Bletchley Park was by far my favorite location in London. As someone studying engineering with a passion for history, I enjoyed expanding my knowledge of Alan Turing and those who worked with him at Bletchley Park.

Having learned of Ultra’s importance and selectivity, I imagined the Bletchley Park operation to be relatively small and capable of operating in a single building. The site, however, comprised more than 9,500 individuals. Operations started in a singular mansion that became cramped over time, forcing the creation of specialized huts that were not allowed to communicate with each other about the other’s discoveries.

Of the nine thousand personnel, one of the most widely talked about throughout history is Alan Turing. While the museum focused on World War II and the importance of the codebreakers, it also delved into the importance of the technologies that came from these operations and their implications for the modern world.
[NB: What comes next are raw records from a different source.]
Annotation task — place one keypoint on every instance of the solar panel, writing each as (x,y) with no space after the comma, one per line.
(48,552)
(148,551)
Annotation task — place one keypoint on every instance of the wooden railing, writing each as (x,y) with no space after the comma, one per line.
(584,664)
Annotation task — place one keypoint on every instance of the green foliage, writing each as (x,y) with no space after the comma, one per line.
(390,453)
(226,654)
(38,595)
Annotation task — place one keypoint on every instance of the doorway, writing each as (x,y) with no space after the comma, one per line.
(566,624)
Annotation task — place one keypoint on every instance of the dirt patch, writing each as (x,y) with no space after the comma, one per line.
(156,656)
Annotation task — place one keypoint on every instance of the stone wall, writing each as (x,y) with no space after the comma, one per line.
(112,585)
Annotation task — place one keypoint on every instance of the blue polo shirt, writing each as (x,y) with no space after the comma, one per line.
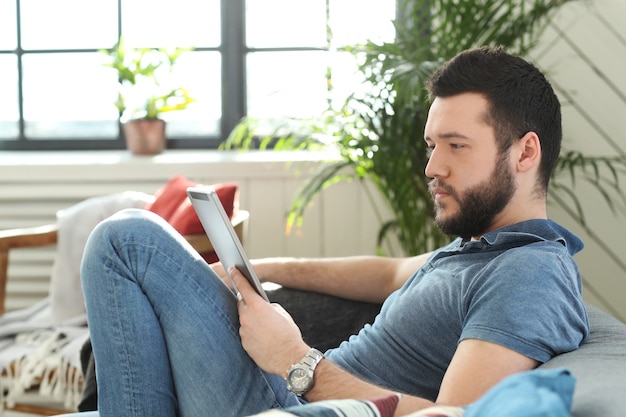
(517,286)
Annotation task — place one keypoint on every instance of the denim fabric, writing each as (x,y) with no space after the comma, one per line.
(166,347)
(518,287)
(538,393)
(165,336)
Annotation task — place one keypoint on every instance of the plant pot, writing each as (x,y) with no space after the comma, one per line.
(145,136)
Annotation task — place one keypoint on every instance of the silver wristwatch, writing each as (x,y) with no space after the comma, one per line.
(300,375)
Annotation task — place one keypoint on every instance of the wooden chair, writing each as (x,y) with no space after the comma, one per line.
(47,235)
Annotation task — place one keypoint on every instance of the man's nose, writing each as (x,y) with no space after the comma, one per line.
(436,165)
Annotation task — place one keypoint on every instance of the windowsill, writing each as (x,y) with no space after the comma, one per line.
(173,156)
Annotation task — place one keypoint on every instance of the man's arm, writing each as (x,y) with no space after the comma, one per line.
(361,278)
(274,342)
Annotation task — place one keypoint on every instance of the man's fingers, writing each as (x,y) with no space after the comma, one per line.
(243,286)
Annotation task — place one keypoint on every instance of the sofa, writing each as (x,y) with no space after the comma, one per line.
(598,366)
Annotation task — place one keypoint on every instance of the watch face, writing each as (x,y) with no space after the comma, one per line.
(299,379)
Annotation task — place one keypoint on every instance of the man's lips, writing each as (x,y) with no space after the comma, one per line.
(439,193)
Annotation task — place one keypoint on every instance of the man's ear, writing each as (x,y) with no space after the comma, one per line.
(528,151)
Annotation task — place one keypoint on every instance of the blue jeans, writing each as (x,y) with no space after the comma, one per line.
(165,328)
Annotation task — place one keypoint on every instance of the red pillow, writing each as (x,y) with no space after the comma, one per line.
(172,204)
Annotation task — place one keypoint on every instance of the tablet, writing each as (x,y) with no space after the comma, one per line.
(222,235)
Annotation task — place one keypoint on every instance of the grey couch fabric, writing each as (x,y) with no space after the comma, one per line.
(599,367)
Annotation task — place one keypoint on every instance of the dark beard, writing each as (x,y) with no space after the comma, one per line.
(479,204)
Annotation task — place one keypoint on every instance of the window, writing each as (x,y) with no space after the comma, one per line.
(264,58)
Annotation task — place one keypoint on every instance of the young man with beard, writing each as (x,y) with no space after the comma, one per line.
(171,339)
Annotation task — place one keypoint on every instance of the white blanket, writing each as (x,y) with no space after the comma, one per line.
(41,344)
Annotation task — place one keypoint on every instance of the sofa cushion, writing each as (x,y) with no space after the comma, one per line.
(599,367)
(172,204)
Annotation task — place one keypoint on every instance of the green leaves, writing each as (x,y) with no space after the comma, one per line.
(602,172)
(145,77)
(379,133)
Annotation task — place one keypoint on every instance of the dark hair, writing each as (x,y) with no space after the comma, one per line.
(520,97)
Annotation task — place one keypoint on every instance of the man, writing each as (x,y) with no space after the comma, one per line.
(171,339)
From history classes, we learn that Alan Turing was a key figure in breaking the Enigma Code. On the other hand, the museum dives deeper into his life, giving audiences a story of a boy who grew up extremely intelligent, his contributions to breaking the Enigma cipher, his work to establish the basis for modern computer science, and the unfortunate circumstances surrounding the end of his life. As an engineering student, seeing the root of many principles I learned in my classes from Turing was fascinating.
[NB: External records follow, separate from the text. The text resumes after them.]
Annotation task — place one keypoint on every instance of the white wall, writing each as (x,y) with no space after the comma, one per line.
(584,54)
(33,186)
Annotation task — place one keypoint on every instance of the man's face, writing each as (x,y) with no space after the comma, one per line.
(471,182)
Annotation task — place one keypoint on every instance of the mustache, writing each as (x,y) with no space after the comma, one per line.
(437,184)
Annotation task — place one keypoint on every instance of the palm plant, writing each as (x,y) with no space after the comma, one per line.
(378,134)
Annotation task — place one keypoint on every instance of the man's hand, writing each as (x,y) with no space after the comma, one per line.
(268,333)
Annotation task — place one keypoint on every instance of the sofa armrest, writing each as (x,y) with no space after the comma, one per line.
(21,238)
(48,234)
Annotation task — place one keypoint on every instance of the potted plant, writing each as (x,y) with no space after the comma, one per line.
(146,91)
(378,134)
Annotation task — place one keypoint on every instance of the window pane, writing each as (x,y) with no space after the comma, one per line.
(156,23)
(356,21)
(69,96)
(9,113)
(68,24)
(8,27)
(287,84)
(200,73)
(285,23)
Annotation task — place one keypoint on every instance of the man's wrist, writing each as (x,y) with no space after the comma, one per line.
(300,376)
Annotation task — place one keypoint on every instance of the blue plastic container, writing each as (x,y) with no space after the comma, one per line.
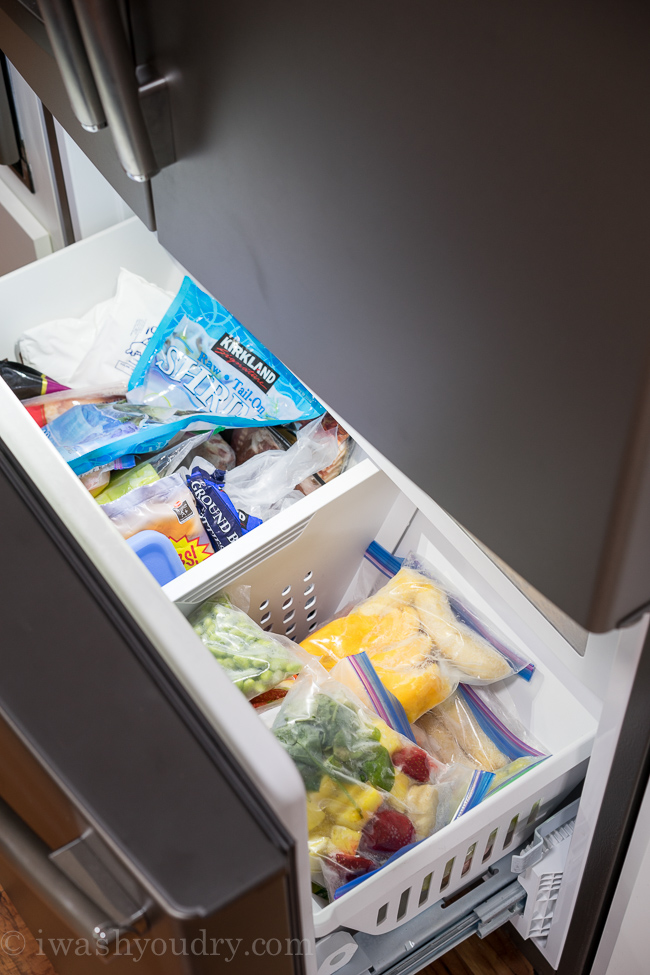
(158,554)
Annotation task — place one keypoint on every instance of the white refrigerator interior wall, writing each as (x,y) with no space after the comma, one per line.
(94,204)
(22,238)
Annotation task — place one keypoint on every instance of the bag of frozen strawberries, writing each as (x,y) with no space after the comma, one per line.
(371,792)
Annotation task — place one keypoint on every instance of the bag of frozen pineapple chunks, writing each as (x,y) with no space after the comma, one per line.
(473,728)
(420,639)
(371,792)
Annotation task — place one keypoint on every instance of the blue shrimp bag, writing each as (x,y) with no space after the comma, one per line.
(200,358)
As the head of Hut 8, Turing worked with decrypting the German naval Enigma and designed the notorious Bombe machine. Turing’s Bombe machine aided in hastening the process of decoding the Enigma. Following this famous feat in the war, Turing designed the Automatic Computing Engine (ACE) and moved to the University of Manchester as a Deputy Director of the Computing Company. In Computing Machinery and Intelligence, Turing outlined the basics of artificial intelligence through the “imitation game,” however, it is now much more commonly known as the “Turing Test.” Turing is now considered one of the fathers of computer science, and because of this, I believe that Turing’s work with artificial intelligence will overshadow his codebreaking work.
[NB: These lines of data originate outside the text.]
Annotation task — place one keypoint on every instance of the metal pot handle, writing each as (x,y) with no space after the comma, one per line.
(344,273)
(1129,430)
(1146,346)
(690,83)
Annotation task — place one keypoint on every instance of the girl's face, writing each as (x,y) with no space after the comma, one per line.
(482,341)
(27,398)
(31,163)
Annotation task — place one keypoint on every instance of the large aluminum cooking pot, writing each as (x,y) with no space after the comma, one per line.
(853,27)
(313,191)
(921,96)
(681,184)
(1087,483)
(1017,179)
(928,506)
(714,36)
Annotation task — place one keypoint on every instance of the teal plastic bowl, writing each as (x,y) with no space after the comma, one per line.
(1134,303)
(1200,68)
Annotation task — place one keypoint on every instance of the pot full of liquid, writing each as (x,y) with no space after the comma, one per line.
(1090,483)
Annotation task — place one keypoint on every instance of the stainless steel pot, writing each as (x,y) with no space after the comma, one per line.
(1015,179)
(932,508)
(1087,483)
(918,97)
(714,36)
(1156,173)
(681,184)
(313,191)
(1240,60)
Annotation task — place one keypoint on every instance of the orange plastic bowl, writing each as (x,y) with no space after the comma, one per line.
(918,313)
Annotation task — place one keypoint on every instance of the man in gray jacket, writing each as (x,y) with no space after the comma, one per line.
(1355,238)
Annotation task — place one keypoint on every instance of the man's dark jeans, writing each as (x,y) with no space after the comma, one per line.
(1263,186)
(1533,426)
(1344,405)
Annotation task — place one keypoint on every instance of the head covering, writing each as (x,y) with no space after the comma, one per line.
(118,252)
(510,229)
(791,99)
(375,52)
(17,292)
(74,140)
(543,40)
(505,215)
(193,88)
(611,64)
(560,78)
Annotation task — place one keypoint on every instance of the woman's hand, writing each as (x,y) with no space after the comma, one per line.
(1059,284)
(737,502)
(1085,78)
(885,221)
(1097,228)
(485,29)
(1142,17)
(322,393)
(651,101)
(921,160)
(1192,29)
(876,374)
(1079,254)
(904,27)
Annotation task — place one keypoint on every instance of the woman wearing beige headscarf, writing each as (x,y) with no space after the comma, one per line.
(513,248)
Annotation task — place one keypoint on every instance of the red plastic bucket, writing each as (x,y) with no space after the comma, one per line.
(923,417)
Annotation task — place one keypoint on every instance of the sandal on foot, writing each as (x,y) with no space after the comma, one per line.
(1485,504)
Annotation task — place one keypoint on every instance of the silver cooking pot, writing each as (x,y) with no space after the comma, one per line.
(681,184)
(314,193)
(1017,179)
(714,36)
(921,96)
I was impressed that the museum covered Turing’s achievements and the unfortunate circumstances surrounding his treatment after the war. The museum revealed that Turing was a homosexual, a criminal offense in 1941. He proposed to a fellow cryptanalyst Joan Clarke but broke it off, wanting to give her a chance at a successful marriage. In 1952, Turing started dating a young Arnold Murray, and his house was then broken into. Having to explain to the police the situation, his sexuality was revealed, and he was charged with “gross indecency.” Pleading guilty in March 1952, he was given the choice of probation with hormonal treatment, or imprisonment-he chose the probation. In 1954, Turing was found dead of cyanide poisoning.

A statue memorializing Alan Turing.

One notable story I have never heard was presented as a film in one of the Huts. Pinching, or stealing, was crucial to gaining information to crack the Enigma cipher, especially operations against German U-boats. Two British soldiers dove after a sinking German U-boat to steal critical naval Enigma keys and pass them to a fellow soldier at the surface. These keys aided Bletchley Park in breaking the new German naval Enigma. However, the two soldiers sunk with the U-boat and were posthumously awarded the George Medal.

The memorial to the Polish who aided in cracking the Enigma Code.

As with all the sites I have visited in London, credit is given where credit is due. While Bletchley Park did much of the codebreaking and intelligence work, the site credited the Polish via a plaque shaped like a large open book. Inscribed on the left page of the book states, “This plaque commemorates the work of…mathematicians of the Polish Intelligence Service in first breaking the Enigma Code.” Following this, the plaque states that their contribution led to the Allied victory in the war. Through this memorial, the British humbly admit that the Enigma Code could have taken longer to break without their assistance, possibly altering the Allies’ success in the war.  Credit is also given to the German SG-41, a cipher machine made in 1944 that defeated the code breakers. The war, however, ended before this could cause any problems.


The SG-41, an encryption machine that defeated those at Bletchley Park. Thankfully, the war ended shortly after its production.

Overall, I found Bletchley Park to be incredibly fascinating and informative. When looking at war, we tend to focus on the people on the frontlines, but Bletchley Park focuses on those impacting the war behind the scenes through intelligence. I was in awe of the work done by the over nine thousand men and women, and I feel that without their work, the Allies’ course of victory would have been delayed.